Mysterious Cadet’s Death

The ITF (International Transport Workers’ Federation) is calling for the Panamanian and Mexican authorities to reveal the results of their investigations into the death of the young engineering cadet Dayra Wood Pino (age 22) aboard the Panamanian flagged products tanker El Valencia – and to answer questions about:

  1. her death
  2. why her family weren’t informed about it for several days, and
  3. why the ship was allowed to proceed for an incredible 17 days with her body onboard

ITF Panama inspector Luis Fruto was the first person to raise questions about the case. He explains what happened: “The El Valencia was sailing from the Pacific coast of Panama to the Atlantic through the Panama Canal. It stopped between 27 July and 30 July due to steering problems, then anchored at Puerto de Cristobal (Panama) on 30 July and set sail for Ciudad del Carmen (Mexico) at 01.10 on 1 August 2012. The reason for the voyage is unclear; the Mexican authorities have told us the ship did not have a charter contract.

The Accident’s took place on 4th of August at latitude 19 16.7 N – longitude 083 46.8 W. The Timeline of the accident can be summarized as follows:

  1. At 04.00 the first officer, along with the cadet and oiler Dayra Wood (a graduate of the International Maritime University of Panama on her first voyage) went on watch.
  2. At 04.50, working alone, she made ready to transfer the bilge to the slop tanks in the engine room.
  3. At 05.00, she asked another cadet for help to get the emergency pump in place to discharge the bilge because the ship’s pump was faulty (It is strange that the AMP authorities gave the ship permission to sail having so many defects). According to a note issued by the captain, the first officer heard Dayra calling out his name in desperation. The note says that when he saw her caught up in the mechanism, his immediate reaction was to stop the machine using the emergency button. He went to Dayra Wood and found her dead.
  4. At 05.35, Captain José Galloway went down to the engine room.
  5. At 06.10, he called Javier Garcia at the ULTRAMAR agency in Panama.
  6. At 06.20, he called Cesar Centella at the agency in Panama and the latter e-mailed him a death certificate and information on the steps he should take.
  7. At 08.45, the body was removed from the scene of the accident.

The above happened on 4 August and it is unclear why the company waited three days before officially informing the AMP (Panama Maritime Authority) on 7 August. It was only on 18 August that the AMP then informed the Mexican authorities, even though Dayra’s body was still on the ship, and being kept in the its refrigerator.

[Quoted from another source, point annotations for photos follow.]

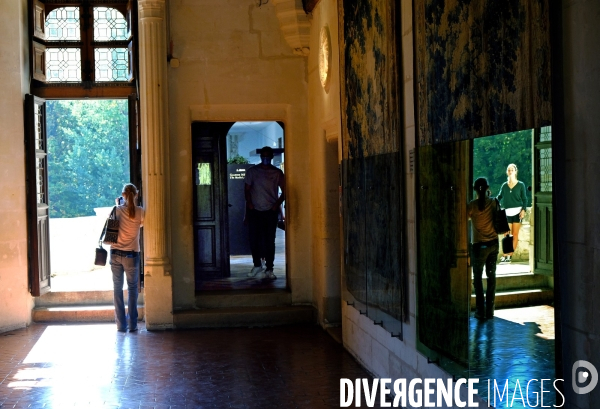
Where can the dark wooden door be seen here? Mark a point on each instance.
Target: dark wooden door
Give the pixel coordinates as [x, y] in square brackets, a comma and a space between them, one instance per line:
[443, 276]
[210, 219]
[135, 167]
[37, 195]
[542, 204]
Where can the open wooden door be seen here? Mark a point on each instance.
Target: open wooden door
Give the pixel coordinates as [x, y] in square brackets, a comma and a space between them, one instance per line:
[210, 219]
[542, 202]
[443, 285]
[36, 163]
[135, 167]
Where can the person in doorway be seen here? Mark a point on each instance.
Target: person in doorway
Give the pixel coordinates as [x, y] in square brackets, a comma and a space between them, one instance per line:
[125, 257]
[262, 185]
[484, 248]
[513, 198]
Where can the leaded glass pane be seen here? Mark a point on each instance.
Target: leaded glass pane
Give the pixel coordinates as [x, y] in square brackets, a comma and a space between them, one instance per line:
[112, 64]
[63, 65]
[63, 24]
[109, 24]
[40, 179]
[545, 134]
[545, 175]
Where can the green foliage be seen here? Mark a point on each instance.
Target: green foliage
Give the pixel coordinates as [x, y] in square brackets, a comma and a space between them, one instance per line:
[88, 155]
[492, 154]
[237, 160]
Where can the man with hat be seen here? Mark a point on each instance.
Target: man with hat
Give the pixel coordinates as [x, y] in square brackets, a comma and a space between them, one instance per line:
[262, 185]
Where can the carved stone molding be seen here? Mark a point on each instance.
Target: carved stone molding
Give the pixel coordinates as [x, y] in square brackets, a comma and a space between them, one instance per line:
[153, 96]
[151, 9]
[294, 24]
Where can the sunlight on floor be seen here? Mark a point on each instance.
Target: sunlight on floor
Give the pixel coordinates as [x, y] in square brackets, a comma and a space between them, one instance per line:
[542, 316]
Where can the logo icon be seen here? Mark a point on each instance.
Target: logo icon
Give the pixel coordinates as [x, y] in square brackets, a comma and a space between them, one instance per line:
[583, 376]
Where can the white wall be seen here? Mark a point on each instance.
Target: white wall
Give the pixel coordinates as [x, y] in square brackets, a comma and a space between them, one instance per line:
[15, 301]
[236, 66]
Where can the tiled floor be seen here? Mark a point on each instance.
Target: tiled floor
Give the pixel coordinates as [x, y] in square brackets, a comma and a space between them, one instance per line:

According to Panama inspector Luis Fruto “The delays were unforgiveable. Having received no reply from either the AMP or the University, I contacted my fellow ITF inspector Enrique Lozano, who is based in Veracruz, Mexico. He was able to tell me that the ship had already left Ciudad del Carmen and was refuelling in Dos Bocas – still with the body onboard. Knowing that Dayra Wood’s family had now been notified of her death, we decided to expose what was going on. It was only then, after it had been reported on the television, that the AMP ordered the detention of the ship, on 20 August in Puerto de Veracruz, Mexico.”

Another two days passed because it was not clear whether it was the AMP or Mexico who had jurisdiction over the ship. Even then Dayra’s body was still not removed from the refrigerator and brought ashore. Nineteen days after the accident, on 23 August, the Panama inspector travelled with the deceased’s brother to Veracruz. There they met Enrique Lozano, ITF inspector and member of the Orden de Capitanes de Mexico, and Captain Ysmael Garcia, general secretary of the same union.

On 24 August, with the assistance of the ITF-affiliated union in Mexico, a press conference was given to try and speed up the case and allow the deceased to be given a burial. The following day her body was finally taken for a post-mortem.

On 29 August, the remains of Dayra Wood were transferred to Panama. On 31 August, almost four weeks after her death, she was given a Christian burial.

The investigation has not closed yet and questions are waiting to be answered:

  • Why didn’t the AMP notify the Mexican authorities immediately?
  • Why did the Mexican authorities not detain the ship?
  • Why did the body of the cadet stayed for so many days onboard in a refrigerator?

There are reasons to believe that the certificates of some of the crew on the ship need examination, following rumors that some of them were bought. The AMP has withdrawn the ship’s certificates and the owners have reportedly tried to change the flag.